A judge agreed Tuesday, Aug. 6, to lower the bond for a man accused of manslaughter after a deadly fight in downtown Williston in May, but not as much as the defense asked.
Northwest District Judge Kirsten Sjue said during a bond hearing Tuesday afternoon that lowering the bond for Justin Crites, 26, from $150,000 to $100,000 was as much as she felt comfortable doing. Misty Nehring, Crites’ public defender, had asked for his bond to be lowered to $25,000.
Crites was arrested in June and charged with manslaughter, a class B felony.
Police and prosecutors claim that early on the morning of May 4, Crites punched Jay LePage, 57, causing LePage to fall and hit his head on the sidewalk. LePage died in a Minot hospital days later.
Nehring argued during Tuesday’s bond hearing that because Crites had never been charged with a serious crime before and because he’d lived in the area for more than five years, he was not a flight risk or a danger to the community.
“There is no reason this bond needs to remain at $150,000,” she told Sjue.
Nathan Madden, assistant state’s attorney for Williams County, argued that even though Crites had limited criminal history, that didn’t mean he wasn’t a danger. Madden argued that Crites punched LePage because he thought LePage had been disrespecting the family of a fellow member of the Prairie Rattles Motorcycle Club.
“To me that’s a threat to society,” Madden said.
Madden also argued that the Prairie Rattlers are a criminal gang and affiliated with other gangs.
In documents filed in the case, investigators refer to Crites and other members of the Prairie Rattlers as members of a gang. According to the affidavit of probable cause, Crites first confronted LePage after an altercation between LePage’s wife and a woman who was related to another member of the Prairie Rattlers.
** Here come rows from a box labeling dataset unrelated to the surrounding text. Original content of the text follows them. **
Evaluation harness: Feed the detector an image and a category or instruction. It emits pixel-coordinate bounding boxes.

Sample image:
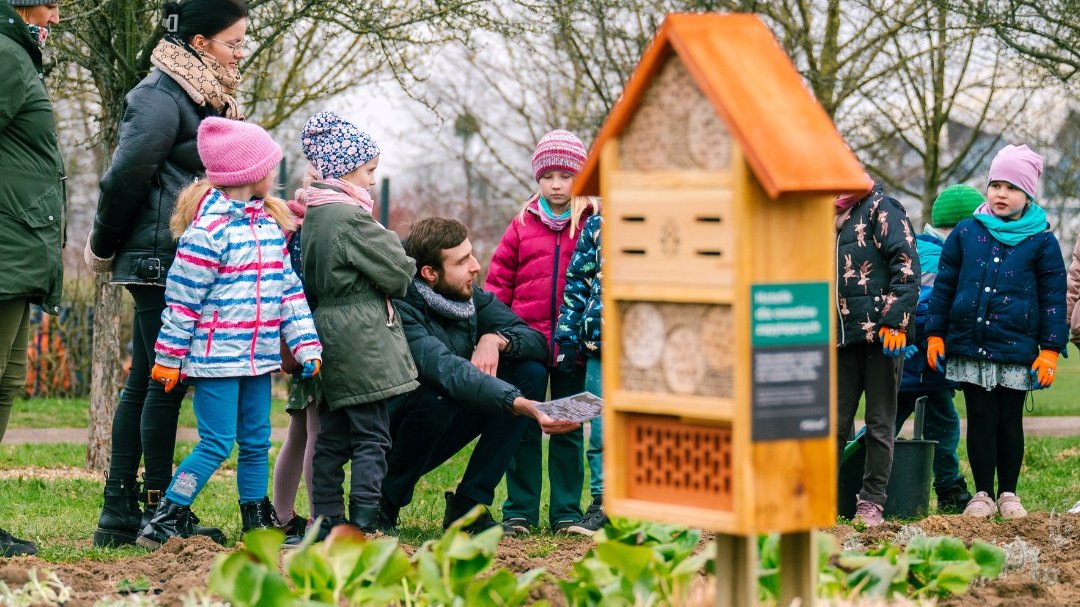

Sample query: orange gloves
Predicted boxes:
[300,359,323,379]
[1031,350,1057,388]
[878,326,907,356]
[150,363,180,392]
[927,335,945,373]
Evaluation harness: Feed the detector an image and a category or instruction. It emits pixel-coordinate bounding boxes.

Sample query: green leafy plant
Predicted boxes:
[558,518,714,607]
[210,509,543,607]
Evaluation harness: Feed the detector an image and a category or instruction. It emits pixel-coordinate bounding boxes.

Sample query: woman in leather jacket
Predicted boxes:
[84,0,248,547]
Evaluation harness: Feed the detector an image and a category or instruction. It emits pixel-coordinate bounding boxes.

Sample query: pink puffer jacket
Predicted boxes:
[484,201,592,366]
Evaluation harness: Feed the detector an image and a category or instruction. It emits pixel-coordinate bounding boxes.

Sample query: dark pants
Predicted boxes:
[109,285,187,490]
[836,343,904,507]
[896,389,963,495]
[382,361,548,508]
[311,400,390,516]
[502,367,585,528]
[962,383,1027,499]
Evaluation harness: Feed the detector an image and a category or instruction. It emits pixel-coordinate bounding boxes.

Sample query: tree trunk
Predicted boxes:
[86,274,122,472]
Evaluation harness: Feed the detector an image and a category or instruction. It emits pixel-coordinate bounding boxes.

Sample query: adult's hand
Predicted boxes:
[472,333,507,377]
[514,396,581,434]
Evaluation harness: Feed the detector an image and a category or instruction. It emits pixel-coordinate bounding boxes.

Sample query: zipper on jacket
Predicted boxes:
[251,212,262,375]
[548,232,563,366]
[833,226,845,346]
[205,310,217,356]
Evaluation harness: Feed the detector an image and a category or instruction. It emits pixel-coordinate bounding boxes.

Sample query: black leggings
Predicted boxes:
[109,285,187,493]
[962,383,1027,499]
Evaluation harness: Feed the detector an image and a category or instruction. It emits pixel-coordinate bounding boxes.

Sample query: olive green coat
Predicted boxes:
[0,2,66,314]
[300,184,419,409]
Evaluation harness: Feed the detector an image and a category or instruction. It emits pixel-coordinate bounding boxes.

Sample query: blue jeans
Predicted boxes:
[165,374,270,505]
[896,390,963,493]
[585,359,604,499]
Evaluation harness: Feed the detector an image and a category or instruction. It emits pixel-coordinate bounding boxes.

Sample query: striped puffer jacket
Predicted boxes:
[154,188,323,377]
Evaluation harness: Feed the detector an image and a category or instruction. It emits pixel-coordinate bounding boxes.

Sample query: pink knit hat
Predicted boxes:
[986,146,1042,201]
[198,117,281,187]
[532,129,589,181]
In court, however, Nehring, however, disputed that. She said the Prairie Rattles were organized in 2007 and were known for community outreach.
According to the North Dakota Secretary of State, Prairie Rattlers MC was incorporated as a nonprofit in 2007.
Sjue said she understood Nehring’s arguments, but that the charge against Crites was serious enough to warrant a high bond.
“I do think the court has a legitimate concern in this case,” she said.
Crites is next due in court for a pretrial conference on Sept. 3.